Featured Reader: Mark Turpin
Mark Turpin, reading from hammer, a book of poetry said by Robert Pinksy, "as likely to recall Tomas Hardy as William Carlos Williams." This collection won the Ploughshares' Zacharias First Book Award in 2004. His poems have appeared in The Paris Review, The Threepenny Review, and Slate among others; they have been read on the Lehr News Hour (for Labor Day) and by Garrison Keillor for The Writer's Almanac. His work is embedded in a Berkeley sidewalk as part of the Addison Street Anthology, selected by Bob Hass. He has spent 25 years working construction and building houses. He lives and works in Berkeley, California.
Nina Krieger is a stay-at-home dad (without child) who occasionally dabbles in employment. She prefers travel over work, bicycle touring over backpacking, and supports her lifestyle through frugality, subsisting during paycheck droughts on only library books and PB&J sandwiches. Originally from New York City, she has not forgotten her neurotic roots and after eight years in the Bay Area is still learning how to relax. She received an MFA in Writing from the University of San Francisco. Her travel writing has won a couple of awards and has appeared in a few web and magazine publications. Visit her at www.ninaherenorthere.com.

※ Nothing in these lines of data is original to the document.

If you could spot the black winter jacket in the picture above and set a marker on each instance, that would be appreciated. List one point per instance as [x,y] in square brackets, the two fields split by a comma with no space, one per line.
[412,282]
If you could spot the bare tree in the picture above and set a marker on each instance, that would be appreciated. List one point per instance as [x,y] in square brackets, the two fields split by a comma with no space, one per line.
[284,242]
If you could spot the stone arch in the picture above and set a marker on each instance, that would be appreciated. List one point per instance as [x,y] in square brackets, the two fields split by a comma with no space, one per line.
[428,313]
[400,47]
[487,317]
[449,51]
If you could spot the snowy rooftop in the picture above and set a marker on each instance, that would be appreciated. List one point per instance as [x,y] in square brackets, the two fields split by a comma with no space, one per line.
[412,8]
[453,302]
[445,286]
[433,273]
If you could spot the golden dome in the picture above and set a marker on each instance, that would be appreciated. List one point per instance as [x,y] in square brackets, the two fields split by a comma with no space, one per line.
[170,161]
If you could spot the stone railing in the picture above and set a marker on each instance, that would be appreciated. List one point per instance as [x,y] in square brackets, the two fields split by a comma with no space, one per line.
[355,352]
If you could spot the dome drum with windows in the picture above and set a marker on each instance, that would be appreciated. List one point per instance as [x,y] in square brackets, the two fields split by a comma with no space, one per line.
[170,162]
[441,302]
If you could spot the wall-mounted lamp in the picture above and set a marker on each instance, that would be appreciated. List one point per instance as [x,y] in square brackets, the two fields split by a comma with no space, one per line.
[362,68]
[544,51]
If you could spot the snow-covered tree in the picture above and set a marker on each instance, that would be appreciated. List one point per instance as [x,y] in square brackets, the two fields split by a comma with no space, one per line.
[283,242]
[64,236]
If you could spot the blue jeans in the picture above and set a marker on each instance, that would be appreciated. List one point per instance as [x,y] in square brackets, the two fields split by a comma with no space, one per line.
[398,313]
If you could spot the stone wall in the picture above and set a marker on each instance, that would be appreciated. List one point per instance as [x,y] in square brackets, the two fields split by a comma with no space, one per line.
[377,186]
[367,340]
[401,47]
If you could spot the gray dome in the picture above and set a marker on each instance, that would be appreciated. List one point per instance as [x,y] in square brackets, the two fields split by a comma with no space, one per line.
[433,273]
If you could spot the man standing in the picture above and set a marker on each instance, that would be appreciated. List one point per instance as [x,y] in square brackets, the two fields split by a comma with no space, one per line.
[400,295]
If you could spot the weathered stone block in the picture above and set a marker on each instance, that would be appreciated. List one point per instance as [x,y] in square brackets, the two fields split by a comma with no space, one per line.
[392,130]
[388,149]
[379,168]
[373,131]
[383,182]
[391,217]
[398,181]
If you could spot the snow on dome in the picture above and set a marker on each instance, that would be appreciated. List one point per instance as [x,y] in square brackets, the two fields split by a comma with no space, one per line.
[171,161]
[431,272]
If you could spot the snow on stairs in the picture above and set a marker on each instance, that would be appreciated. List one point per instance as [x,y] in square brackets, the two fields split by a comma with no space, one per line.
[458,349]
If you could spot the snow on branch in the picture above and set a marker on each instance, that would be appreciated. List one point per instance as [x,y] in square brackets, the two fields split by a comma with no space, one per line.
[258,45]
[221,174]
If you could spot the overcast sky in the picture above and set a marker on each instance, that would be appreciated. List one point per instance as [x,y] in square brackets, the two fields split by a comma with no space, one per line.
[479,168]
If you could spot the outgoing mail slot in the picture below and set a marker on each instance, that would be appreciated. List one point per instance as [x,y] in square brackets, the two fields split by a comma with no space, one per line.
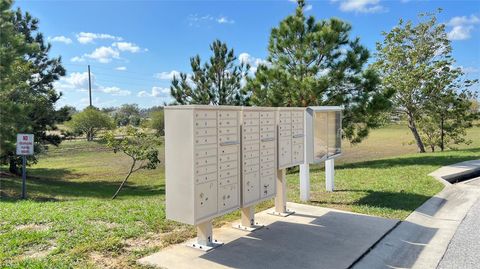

David Sorrell has his MFA in Creative Writing from U of Bama. Roll Tide, roll! He grew up in NY State, was a professional student for a long time all over these Uniteds, lived in Japan for a year, taught high school for a while, and now he shows old women how to google recipes and knitting patterns at Apple. He's been published in Poet Lore, Hawaii Pacific Review and Whirligig. He has great rejections from The Paris Review, The Atlantic and The New Yorker... His chapbook "Bones" was published by Smashed Penny Press in 1994.